La ligne claire
JP Nataf Clair (2009, Tôt Ou Tard)
Il aura fallu pas moins de cinq ans à JP Nataf pour donner suite à son formidable Plus de sucre de 2004. Entre-temps, l’ex-Innocent n’avait pas pour autant été complètement absent et on avait ainsi pu le retrouver de-ci de-là, engagé dans des collaborations souvent fort recommandables, à l’image de sa participation au remarquable Imbécile d’Olivier Libaux. Le temps de maturation de ces chansons n’aura en tout cas pas été vain tant Clair constitue une réussite éclatante, évoluant un cran encore au-dessus de son pourtant magnifique prédécesseur.

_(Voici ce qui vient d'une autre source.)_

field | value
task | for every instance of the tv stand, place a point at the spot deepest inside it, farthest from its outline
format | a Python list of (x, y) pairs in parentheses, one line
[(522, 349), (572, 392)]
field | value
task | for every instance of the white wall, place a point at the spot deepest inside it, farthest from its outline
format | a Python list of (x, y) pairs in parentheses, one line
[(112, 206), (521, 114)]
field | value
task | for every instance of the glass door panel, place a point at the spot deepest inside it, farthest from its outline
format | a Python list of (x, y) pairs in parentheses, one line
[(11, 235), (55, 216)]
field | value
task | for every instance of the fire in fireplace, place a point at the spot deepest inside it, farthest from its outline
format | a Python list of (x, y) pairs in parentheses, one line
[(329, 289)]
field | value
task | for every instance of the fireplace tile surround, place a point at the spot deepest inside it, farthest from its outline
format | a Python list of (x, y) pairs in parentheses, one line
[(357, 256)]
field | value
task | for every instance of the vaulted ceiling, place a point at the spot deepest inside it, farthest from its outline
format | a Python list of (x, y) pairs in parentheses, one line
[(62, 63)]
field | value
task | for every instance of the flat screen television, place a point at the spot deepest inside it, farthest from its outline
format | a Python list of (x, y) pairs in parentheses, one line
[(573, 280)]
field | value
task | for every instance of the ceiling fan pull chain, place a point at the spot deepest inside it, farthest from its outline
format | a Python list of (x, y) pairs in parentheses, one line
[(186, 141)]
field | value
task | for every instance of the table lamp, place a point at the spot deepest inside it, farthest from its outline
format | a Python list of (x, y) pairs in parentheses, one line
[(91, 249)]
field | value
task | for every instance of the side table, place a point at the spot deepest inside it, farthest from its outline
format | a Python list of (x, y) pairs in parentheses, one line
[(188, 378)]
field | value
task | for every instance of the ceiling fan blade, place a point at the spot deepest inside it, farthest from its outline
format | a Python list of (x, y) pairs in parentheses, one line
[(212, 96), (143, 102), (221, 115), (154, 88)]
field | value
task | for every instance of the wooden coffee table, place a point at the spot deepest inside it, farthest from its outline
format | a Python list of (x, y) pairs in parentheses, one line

Avalons ce feu follet d’un trait / Et allons mélanger nos couleurs à la rivière / Ce sont des perles ces galets / Qu’y a t-il ici-bas de meilleur / Qu’un jour sans erreur ?
Un jour sans erreur
Avec ce disque d’une profondeur de champ peu commune, à la fois dense et ouvert, JP Nataf convie l’auditeur à arpenter des territoires changeants comme les rêves ou les nuages au vent. Ce « Nataf-land» se visite en plein air, pour mieux éprouver sur sa peau les incessantes variations des éléments qu’il ne cesse de provoquer. Comme souvent, JP Nataf s’est ici bien entouré, rassemblant autour de lui une bande de compagnes et compagnons de premier choix, autant de frères et sœurs d’âme travaillant de concert à embellir le monde. Bertrand Belin, Mina Tindle, Albin de la Simone et surtout son ex-alter-ego au sein des Innocents, Jean-Christophe Urbain, apportent ainsi chacun leur touche à un disque qui s’applique à se parer de toute la gamme des couleurs séparant la joie de la mélancolie. Dépourvu d’angles aigus, Clair se moque des rigueurs d’une géométrie au cordeau pour dessiner de perpétuelles lignes de fuite, des boucles élastiques et de souples spirales. Dans ces paysages mouvants, l’auditeur traversera des sous-bois humides vaguement inquiétants (Monkey), des rivières limpides (Un jour sans erreur) , s’offrira le vertige du grand large (Le radeau) ou des figures aériennes (Clair, Viens me le dire). Et en plein milieu de ce monde parfait, il trouvera une chanson aux allures de cathédrale avec ce Seul alone monumental, construction époustouflante vers laquelle on revient sans cesse. Centre de gravité du disque, Seul alone est un morceau unique, foisonnant poème en prose aux fulgurances sidérantes, torrent de sensations et de sentiments mêlés qu’on peut choisir de contempler depuis la rive, gorgé d’admiration ou de s’en laisser submerger, emporté par son courant chaud et mystérieux. On soulignera d’ailleurs à quel point JP Nataf se révèle tout du long de cet album un parolier de premier ordre, d’une rare poésie, fluide et belle.
Je m’en remets je jalonne / Mon périmètre amer / Je m’en sors, je m’en donne / Je zigzague entre les arbres / Et je me sens mieux / Je remise d’autant mieux / Que je tend les digues , que le temps / Me baise la main… libre, la main libre
Monkey
Mais si Seul alone mérite tous les hommages, sa stature ne doit pas pour autant laisser dans l’ombre la beauté des onze autres chansons qui l’accompagnent. Entre un Myosotis inaugural aux senteur de tango et cet A mandoline rieur terminal, chacun pourra choisir les séductions qu’il préfère, tracer ses propres itinéraires en fonction de ses humeurs. J’avoue une affection particulière pour les figures en apesanteur d’Un jour sans erreur ou du génial Viens me le dire, deux chansons sur lesquelles s’ébat un banjo en liberté. J’avoue aussi mon amour éperdu pour Le radeau et sa façon d’aller se confronter aux vagues mais on pourra aussi recommander le folk humble des Lacets.
A nous deux terres touchées, villes ouvertes, vallées repues de verre / Le vent dépend de la frontière / Le temps déporte la frontière / La frontière ferme mal
Viens me le dire
Disque sans collier, Clair confirmait JP Nataf comme un des plus fins francs-tireurs de la musique d’ici. Depuis 2015, il remet son talent au service des Innocents, pour notre plus grand bonheur. On le suivra toujours, de près ou de loin.